A quote from the article is rather revealing:
“I’d graduated from one of America’s top law schools but racial preference had robbed my achievement of its true value.”
I’m sorry Justice Thomas but I don’t buy your logic. It’s one thing to suggest that you might not have gotten into Yale if you weren’t black, casting aspersion on your own academics but it’s another thing to suggest that Yale’s letting you in did you harm. Racism does the harm. Denial of opportunity does the harm. And very silly things like suggesting you’re worse off because Yale let you in and ,perhaps a poorer decision on their part, let you out, suggests that the prejudice that preceeded you was correct.
In the words of Lady MacBeth, Fie! Justice Thomas Fie!

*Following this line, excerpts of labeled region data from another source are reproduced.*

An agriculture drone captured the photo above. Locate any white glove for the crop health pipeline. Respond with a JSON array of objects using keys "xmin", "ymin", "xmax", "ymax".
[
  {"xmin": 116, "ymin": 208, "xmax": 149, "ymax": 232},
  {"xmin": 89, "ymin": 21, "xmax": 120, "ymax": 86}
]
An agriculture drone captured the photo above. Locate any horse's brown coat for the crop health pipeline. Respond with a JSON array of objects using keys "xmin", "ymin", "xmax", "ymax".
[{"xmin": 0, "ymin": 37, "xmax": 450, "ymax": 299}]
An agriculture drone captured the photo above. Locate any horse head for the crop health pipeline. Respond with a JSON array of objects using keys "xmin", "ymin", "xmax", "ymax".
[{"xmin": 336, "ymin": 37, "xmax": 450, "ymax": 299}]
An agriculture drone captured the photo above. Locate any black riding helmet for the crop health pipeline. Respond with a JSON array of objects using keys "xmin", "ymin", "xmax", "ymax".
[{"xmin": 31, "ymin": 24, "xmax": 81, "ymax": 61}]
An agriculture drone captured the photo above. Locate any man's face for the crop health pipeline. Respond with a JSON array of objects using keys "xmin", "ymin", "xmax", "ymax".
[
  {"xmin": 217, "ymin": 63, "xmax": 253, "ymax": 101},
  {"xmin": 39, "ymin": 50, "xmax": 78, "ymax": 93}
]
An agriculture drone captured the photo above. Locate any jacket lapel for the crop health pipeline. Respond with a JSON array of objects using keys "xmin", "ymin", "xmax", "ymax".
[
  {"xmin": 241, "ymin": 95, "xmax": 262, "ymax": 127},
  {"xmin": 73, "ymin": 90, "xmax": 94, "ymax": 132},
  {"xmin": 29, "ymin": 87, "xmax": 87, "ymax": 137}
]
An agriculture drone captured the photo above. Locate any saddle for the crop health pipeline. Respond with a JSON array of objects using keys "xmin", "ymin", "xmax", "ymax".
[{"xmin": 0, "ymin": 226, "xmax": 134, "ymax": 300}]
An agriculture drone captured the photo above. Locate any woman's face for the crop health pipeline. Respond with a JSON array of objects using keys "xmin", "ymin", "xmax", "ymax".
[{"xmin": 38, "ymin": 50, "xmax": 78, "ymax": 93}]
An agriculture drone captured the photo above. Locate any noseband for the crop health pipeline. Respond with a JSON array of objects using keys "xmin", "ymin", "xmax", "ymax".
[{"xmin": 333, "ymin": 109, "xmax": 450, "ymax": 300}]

I would urge J. Thomas to reconsider his position because someone who was head of the EEOC and now a member of the Supreme Court cannot in all truth be said to be harmed. What’s that in Constitutional Law? To have standing the plaintiff must demonstrate an injury. I see no injury here to Justice Thomas. I do however see an injury, a tarnish, on a hardworking Grandfather’s repute because of the ills of a prodigal son.
http://www.chron.com/disp/story.mpl/headline/nation/5233265.html
P.S.: I suppose there goes one vote, if I ever go up for appeal to the Supreme Court.